Since more than 90% of malpractice lawsuits settle before or during trial, determining the settlement value of a case occupies a great deal of the plaintiff’s lawyer’s and insurance adjuster’s time. The two sides typically arrive at their valuation of the case by comparing similar cases that have gone to trial before the same judge in the same locale. The two sides usually come to similar valuations, and settlement follows shortly thereafter. In this case, the opposing lawyers valued the case so differently that compromise was not possible. The testimony performance and thorough medical records of Ms. F helped swing the outcome in her favor.
One of the most valuable skills a provider can possess (and one that improves with experience) is the ability to sense when a patient does not fit a clinical profile. The seasoned clinician will notice that something is not right when a patient with a seemingly common condition becomes sicker than the average patient with that illness or has atypical symptoms. Ms. F sought the advice of her supervising physician because of her unease with the initial diagnosis of gastroenteritis.
Unfortunately, the physician failed to take her concerns seriously enough to re-examine the patient and follow through with lab tests, resulting in a delayed diagnosis and a malpractice suit.

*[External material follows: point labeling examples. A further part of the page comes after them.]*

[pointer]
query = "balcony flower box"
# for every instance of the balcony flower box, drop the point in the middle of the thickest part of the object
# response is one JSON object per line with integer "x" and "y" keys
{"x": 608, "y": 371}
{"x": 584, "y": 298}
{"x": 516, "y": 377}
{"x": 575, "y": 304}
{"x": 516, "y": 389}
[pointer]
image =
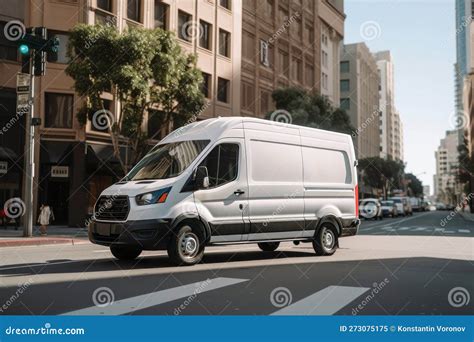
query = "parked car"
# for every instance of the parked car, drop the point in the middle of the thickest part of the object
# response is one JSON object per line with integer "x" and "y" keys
{"x": 232, "y": 180}
{"x": 403, "y": 207}
{"x": 370, "y": 208}
{"x": 389, "y": 209}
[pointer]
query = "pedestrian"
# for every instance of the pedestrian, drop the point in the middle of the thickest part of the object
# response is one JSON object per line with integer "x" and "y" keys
{"x": 44, "y": 218}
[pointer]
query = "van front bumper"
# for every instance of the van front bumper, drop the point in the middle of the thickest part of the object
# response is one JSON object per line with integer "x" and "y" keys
{"x": 146, "y": 234}
{"x": 350, "y": 227}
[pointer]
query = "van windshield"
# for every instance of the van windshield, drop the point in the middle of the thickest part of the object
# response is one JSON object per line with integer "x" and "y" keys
{"x": 167, "y": 161}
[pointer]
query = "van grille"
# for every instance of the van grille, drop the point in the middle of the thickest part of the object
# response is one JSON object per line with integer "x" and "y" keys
{"x": 112, "y": 208}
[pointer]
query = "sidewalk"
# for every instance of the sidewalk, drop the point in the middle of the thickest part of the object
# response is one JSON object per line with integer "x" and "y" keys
{"x": 56, "y": 235}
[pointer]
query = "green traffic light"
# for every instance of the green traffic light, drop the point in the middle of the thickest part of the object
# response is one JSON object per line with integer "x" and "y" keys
{"x": 24, "y": 49}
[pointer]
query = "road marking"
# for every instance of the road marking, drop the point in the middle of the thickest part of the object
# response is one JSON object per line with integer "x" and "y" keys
{"x": 127, "y": 305}
{"x": 328, "y": 301}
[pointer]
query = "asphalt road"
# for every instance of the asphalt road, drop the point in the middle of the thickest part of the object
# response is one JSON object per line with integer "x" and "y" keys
{"x": 386, "y": 270}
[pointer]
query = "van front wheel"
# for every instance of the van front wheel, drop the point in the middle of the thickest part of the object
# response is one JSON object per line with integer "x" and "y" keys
{"x": 325, "y": 242}
{"x": 125, "y": 252}
{"x": 185, "y": 247}
{"x": 268, "y": 246}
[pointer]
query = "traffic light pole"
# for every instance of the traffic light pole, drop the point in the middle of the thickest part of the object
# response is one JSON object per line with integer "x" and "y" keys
{"x": 29, "y": 159}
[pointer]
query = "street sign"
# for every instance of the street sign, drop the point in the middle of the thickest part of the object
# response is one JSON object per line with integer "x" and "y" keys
{"x": 23, "y": 83}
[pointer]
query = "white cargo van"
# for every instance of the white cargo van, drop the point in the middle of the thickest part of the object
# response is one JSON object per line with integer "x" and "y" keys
{"x": 230, "y": 181}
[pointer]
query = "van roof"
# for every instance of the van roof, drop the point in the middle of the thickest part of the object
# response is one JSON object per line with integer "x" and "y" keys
{"x": 214, "y": 128}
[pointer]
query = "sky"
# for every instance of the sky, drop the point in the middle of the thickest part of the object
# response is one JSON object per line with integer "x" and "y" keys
{"x": 421, "y": 37}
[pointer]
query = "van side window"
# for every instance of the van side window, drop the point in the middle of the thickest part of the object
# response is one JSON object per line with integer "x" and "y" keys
{"x": 222, "y": 164}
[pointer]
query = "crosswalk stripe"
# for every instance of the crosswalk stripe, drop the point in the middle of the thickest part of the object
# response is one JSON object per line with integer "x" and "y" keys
{"x": 128, "y": 305}
{"x": 325, "y": 302}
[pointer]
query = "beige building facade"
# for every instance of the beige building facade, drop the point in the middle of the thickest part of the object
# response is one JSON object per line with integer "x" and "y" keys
{"x": 359, "y": 88}
{"x": 209, "y": 28}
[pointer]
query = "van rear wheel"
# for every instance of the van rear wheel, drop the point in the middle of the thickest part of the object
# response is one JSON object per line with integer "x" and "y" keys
{"x": 185, "y": 247}
{"x": 325, "y": 242}
{"x": 125, "y": 252}
{"x": 268, "y": 246}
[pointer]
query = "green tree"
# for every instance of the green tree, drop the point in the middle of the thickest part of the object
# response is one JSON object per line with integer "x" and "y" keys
{"x": 145, "y": 70}
{"x": 310, "y": 109}
{"x": 384, "y": 174}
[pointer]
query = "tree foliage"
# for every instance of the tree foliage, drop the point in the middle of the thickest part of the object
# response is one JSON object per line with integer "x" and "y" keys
{"x": 379, "y": 173}
{"x": 311, "y": 109}
{"x": 145, "y": 70}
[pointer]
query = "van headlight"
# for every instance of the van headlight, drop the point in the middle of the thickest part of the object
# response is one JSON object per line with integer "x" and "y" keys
{"x": 154, "y": 197}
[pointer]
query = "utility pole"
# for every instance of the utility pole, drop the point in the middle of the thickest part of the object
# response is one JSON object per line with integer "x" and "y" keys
{"x": 34, "y": 46}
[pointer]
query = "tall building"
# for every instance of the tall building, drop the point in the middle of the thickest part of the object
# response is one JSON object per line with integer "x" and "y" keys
{"x": 289, "y": 43}
{"x": 73, "y": 164}
{"x": 445, "y": 184}
{"x": 360, "y": 97}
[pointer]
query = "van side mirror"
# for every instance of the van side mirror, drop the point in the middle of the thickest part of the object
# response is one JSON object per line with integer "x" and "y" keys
{"x": 201, "y": 178}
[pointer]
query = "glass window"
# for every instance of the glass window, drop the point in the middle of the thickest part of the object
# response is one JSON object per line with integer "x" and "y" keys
{"x": 224, "y": 43}
{"x": 161, "y": 15}
{"x": 185, "y": 26}
{"x": 134, "y": 10}
{"x": 167, "y": 161}
{"x": 61, "y": 55}
{"x": 205, "y": 37}
{"x": 222, "y": 164}
{"x": 223, "y": 90}
{"x": 206, "y": 85}
{"x": 345, "y": 66}
{"x": 106, "y": 5}
{"x": 345, "y": 85}
{"x": 58, "y": 110}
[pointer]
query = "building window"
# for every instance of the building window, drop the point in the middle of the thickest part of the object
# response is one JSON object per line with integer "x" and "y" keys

To avoid such a situation, communicate on a predetermined scale of concern. Alerting a supervising physician that you are requesting a “level 3 review,” for example, indicates a high degree of concern that the patient needs careful attention. A lower level of concern (e.g., “level 1 review”) should be used for cases in which the provider is fairly certain of the diagnosis. Such formalized requests will help avoid the lack of communication that is the basis for many malpractice suits.